Thermofisher.com Thermofisher.com

Data privacy and security 

We believe every colleague is responsible for safeguarding data and maintaining the trust our customers place in us. 

Internal Image

Data privacy

As a company engaging in the ethical collection, use, management and safeguarding of personal data, our global privacy program is designed to maintain adherence with core data privacy principles and to protect the fundamental rights and freedoms of any individuals, or data subjects, who entrust us with their information. These data subjects can include our colleagues, customers, patients, suppliers, business partners and visitors to our websites. 
 
Our Global Privacy Notice outlines how we handle any information that can directly or indirectly identify an individual. It is continually reviewed for compliance with applicable laws and regulatory guidance in jurisdictions where we operate. In addition, all colleagues are regularly trained and re-certified on our policies and applicable data protection laws. 
 
For effective implementation of our global policies and standards, our privacy Centers of Excellence (CoEs) support our businesses in collecting and handling data in a manner that protects our colleagues, customers and other data subjects. We apply the widely recognized Privacy by Design framework to our program, proactively incorporating privacy into the design and operation of information technology (IT) systems and networked infrastructure and business practices. For comprehensive program monitoring, our privacy management platform is used to document legal and compliance activities, including privacy assessments and investigations, contract reviews, individual rights requests and relevant due diligence of third parties. 

Cybersecurity  

Our commitment to cybersecurity emphasizes the use of a risk-based, “defense in depth” approach to assess, educate, block, identify, respond to and recover from cybersecurity threats. Recognizing that no single technology, process or control can effectively prevent or mitigate all risks, we incorporate cybersecurity into our overall risk management process. We employ a suite of technologies, processes and controls, all working independently and as part of a cohesive strategy, to manage or reduce risk. 
 
Our cybersecurity program has earned an ISO 27001 certificate, a globally recognized and annually renewed standard for information security management systems. Our program assists in the management of risks associated with the confidentiality, integrity and availability of data and systems both within the company environment and for our products and services to customers to effectively support our business objectives and customer expectations.

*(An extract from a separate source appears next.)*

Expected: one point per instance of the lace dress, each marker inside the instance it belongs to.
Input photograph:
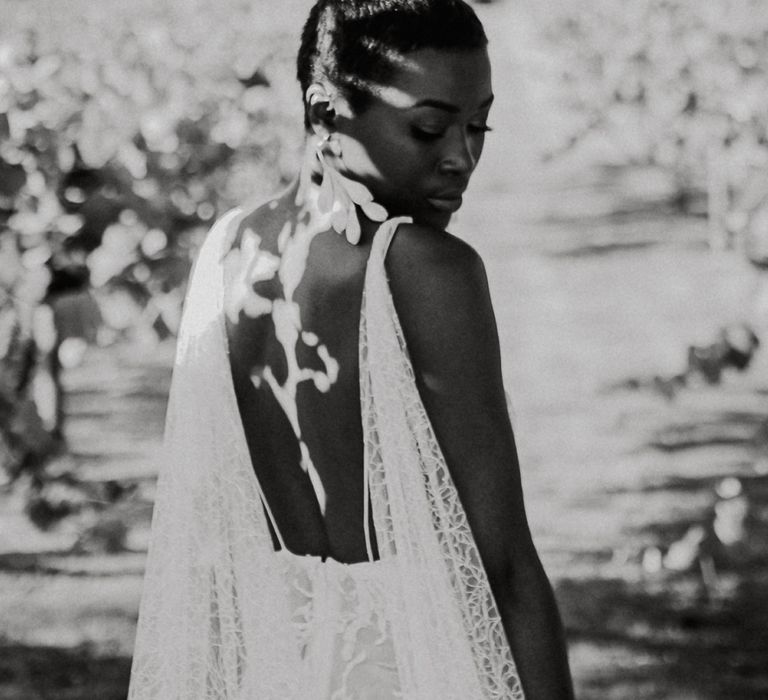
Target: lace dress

We seek to routinely refine our cybersecurity approach to adapt to changes in the threat landscape and manage emerging security risks. 
 
To reinforce vigilance and raise awareness of cybersecurity threats, we regularly educate and share best practices with our colleagues. Our training program includes frequent exercises, periodic cyber event simulations and annual attestation to our Technology Acceptable Use Policy. 

More information on cybersecurity governance and risk management is available in our Annual Report on Form 10-K. 

Artificial intelligence 

The use of artificial intelligence continues to evolve and has the potential to advance our Mission and deliver value for our customers and colleagues. 
 
Our artificial intelligence and machine learning (AI/ML) is overseen by our AI Leadership Committee. Our Generative AI Center of Excellence (CoE), which comprises cross-functional leaders, advises on strategy, regulation, policies and frameworks. In addition, our Bioethics Committee continues to monitor the evolving landscape and technological implications of AI/ML.  
 
We have long harnessed AI/ML in our products and services. Our approach ensures solutions are designed, implemented and used fairly, ethically and safely. This includes the responsible use of data for model development and training as outlined in our Responsible AI (RAI) framework, which is underpinned by our global RAI policy, aligns AI use to our Mission and strategy and guides colleague conduct to manage AI-related risks. 
Our internal generative AI platform, introduced in 2023, has the flexibility to support multiple large language models today and will support other functionality in the future. As we strive for thoughtful and ethical AI use, we are optimistic these technologies can continue to enable colleague success that accelerates high-impact innovation and strengthens our customer value proposition.